Bill Murray is a better actor than most give him credit for being, but whenever he appears in a ‘serious’ role there’s usually a few idiots in the audience who have a Pavlovian response to laugh at anything he says. Sure Bill Murray’s funny, but when him saying “Hello” does not warrant a big laugh. That aside, Murray imbues his character with the kind of quirkiness that he brings to his more serious roles.
Sissy Spaceck, like Duvall has been around for quite some time with reason. She’s a great actrress but has probably played a much more varied range of characters than Duvall has (see Carrie… See The Straight Story… see etc…). Here she plays an old friend of Duvall’s hermit, having not spoken to one another for some 40 years.
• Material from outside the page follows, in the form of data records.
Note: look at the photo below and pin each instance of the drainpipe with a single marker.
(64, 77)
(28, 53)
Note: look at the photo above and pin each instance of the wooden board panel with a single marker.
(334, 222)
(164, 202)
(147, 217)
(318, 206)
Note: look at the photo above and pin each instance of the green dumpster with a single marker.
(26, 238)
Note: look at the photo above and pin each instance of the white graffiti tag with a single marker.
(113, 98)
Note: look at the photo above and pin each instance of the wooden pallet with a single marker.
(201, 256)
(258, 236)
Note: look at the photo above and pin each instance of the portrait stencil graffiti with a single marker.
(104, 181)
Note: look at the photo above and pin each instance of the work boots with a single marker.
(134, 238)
Lucas Black, who apparently only plays characters with a deep southern accent does a fine job playing a good man. Murray’s on the poster, but Black is a bigger player in the film. He plays a rarity in Hollywood films: a man who always tries to do the right thing. Black is probably the best in the film and I think the story might’ve been a little stronger had it centered around him and his family a little more and in his relationship with the hermit. The story spreads itself unnecessarily at times to drum up interest artificially.
There are suspicions by townsfolk that the old hermit has ulterior motives other than what he says, that he just wants people to show up and tell a story about him. He has a mysterious and troubled past and they fear he may be planning harm. This gave the movie a slight bit of doubt as to what his motives are. A slight bit.
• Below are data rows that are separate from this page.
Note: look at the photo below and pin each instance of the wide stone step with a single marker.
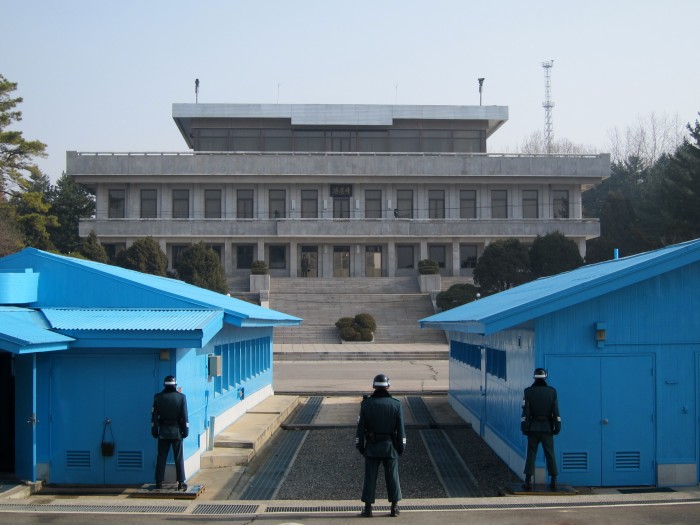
(238, 443)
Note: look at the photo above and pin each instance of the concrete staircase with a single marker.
(238, 443)
(396, 304)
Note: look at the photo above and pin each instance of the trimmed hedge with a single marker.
(358, 328)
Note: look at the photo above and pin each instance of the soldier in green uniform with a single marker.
(170, 425)
(540, 422)
(381, 438)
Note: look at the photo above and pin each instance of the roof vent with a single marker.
(18, 287)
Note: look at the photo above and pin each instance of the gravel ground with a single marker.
(328, 467)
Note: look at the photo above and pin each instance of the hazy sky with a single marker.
(99, 75)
From the movie’s opening scene of a burning house, it was obvious (at least to me) where the movie was headed. About a third of the way in I knew exactly how it would end up. There are a few little twists here and there, some of them that are extraneous, but it’s straightforward other than that.
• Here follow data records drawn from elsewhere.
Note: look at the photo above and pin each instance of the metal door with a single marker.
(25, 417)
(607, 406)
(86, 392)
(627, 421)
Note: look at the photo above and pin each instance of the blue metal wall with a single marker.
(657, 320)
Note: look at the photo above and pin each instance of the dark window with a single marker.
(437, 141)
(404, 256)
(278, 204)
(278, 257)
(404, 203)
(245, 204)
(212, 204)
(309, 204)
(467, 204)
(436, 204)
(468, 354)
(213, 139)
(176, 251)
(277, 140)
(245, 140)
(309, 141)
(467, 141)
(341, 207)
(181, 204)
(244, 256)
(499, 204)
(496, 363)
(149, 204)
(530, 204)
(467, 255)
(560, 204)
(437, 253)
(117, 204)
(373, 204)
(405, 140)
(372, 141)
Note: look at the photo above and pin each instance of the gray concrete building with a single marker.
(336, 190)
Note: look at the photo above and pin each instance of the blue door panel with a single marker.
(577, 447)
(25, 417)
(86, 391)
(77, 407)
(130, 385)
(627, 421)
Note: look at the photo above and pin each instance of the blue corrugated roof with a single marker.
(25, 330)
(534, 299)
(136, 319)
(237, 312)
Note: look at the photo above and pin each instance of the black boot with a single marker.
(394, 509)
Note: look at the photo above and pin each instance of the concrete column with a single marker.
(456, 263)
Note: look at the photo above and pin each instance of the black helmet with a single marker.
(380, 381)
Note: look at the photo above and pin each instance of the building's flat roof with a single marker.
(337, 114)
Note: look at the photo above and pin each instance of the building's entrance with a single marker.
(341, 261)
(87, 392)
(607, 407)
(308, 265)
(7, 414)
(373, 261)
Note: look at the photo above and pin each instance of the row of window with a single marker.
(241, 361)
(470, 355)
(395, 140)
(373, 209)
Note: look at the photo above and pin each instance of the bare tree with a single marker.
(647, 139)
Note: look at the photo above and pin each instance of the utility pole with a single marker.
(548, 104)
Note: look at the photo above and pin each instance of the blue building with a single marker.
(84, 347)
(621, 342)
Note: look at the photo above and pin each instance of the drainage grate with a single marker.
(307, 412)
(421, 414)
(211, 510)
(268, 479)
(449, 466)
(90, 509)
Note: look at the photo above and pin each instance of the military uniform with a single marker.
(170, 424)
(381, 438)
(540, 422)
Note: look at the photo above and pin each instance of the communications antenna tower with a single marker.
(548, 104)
The actors involved still manage to elevate this to still hold the audience’s interest. There is one scene that I was expecting to play as a larger scene that turns out to be nothing more than a footnote or afterthought in the film. It still had the resolution that you’ll expect, though.
It is one of those period films where everything looks authentic. You can almost feel how warm or cold the weather is to the actors by the scenery… the lighting… The way this was filmed was the way another film, last year’s ‘Public Enemies’, should have been shot.
If you’re a fan of these actors, you’ll probably enjoy the film like I did. The sum of all the parts just never adds up to what I thought that it would. The finale didn’t resonate with any kind of emotional currency. It ultimately falls a little flat… Not entirely, but a little.